American Eileen Gu makes Winter Olympics history for China
Eileen Gu captured gold in the women’s ski halfpipe final on a breezy and cold morning to become the first action-sports athlete to earn three medals at the same Winter Olympics.
Gu warmed up with a score of 93.25 on her first run, before going even higher and even bigger to post a 95.25 her second. For her third and final pass, and with the contest locked up, she took a nice leisurely stroll.
The standout American-born freestyle skier who represents China already possessed a gold from big air and a silver from slopestyle.
Defending Olympic champion Cassie Sharpe of Canada finished second and her teammate Rachael Karker earned the bronze. Teenager Hanna Faulhaber was the top American finisher in sixth place.

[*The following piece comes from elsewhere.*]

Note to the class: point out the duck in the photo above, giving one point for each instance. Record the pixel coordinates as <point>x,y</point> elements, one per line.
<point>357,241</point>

US flagbearer wins first individual Olympic medal
Brittany Bowe of the United States claimed the first individual medal of her career with a bronze in the women's 1,000 meters.
Bowe grabbed the bronze in 1:14.61, only 0.1 ahead Russian skater Angelina Golikova and a huge relief for the longtime star of the U.S. program.
Bowe's only medal over three Olympics had been a bronze in the team pursuit at the Pyeongchang Games.
Miho Takagi of Japan won gold in Olympic record time. The silver went to Jutta Leerdam of the Netherlands.
World champion Sandra Naeslund of Sweden won the women’s Olympic skicross competition in a race where the third-place finisher was disqualified.
Naeslund opened up a lead and held off Canada’s Marielle Thompson on a snowy day along the winding course filled with bumps and jumps. The third-place finisher was Fanny Smith of Switzerland, but after a delay the bronze was awarded to Daniela Maier of Germany. Smith moved her left ski directly into the line of Maier and Maier briefly lost her balance. Maier fell two body lengths behind and couldn’t catch up. Following the review, Smith’s place was listed as “RAL” -- ranked as last.
Naeslund’s win ends the reign of Canada, which had won every Olympic gold in the women’s version of the race since its debut at the 2010 Vancouver Games.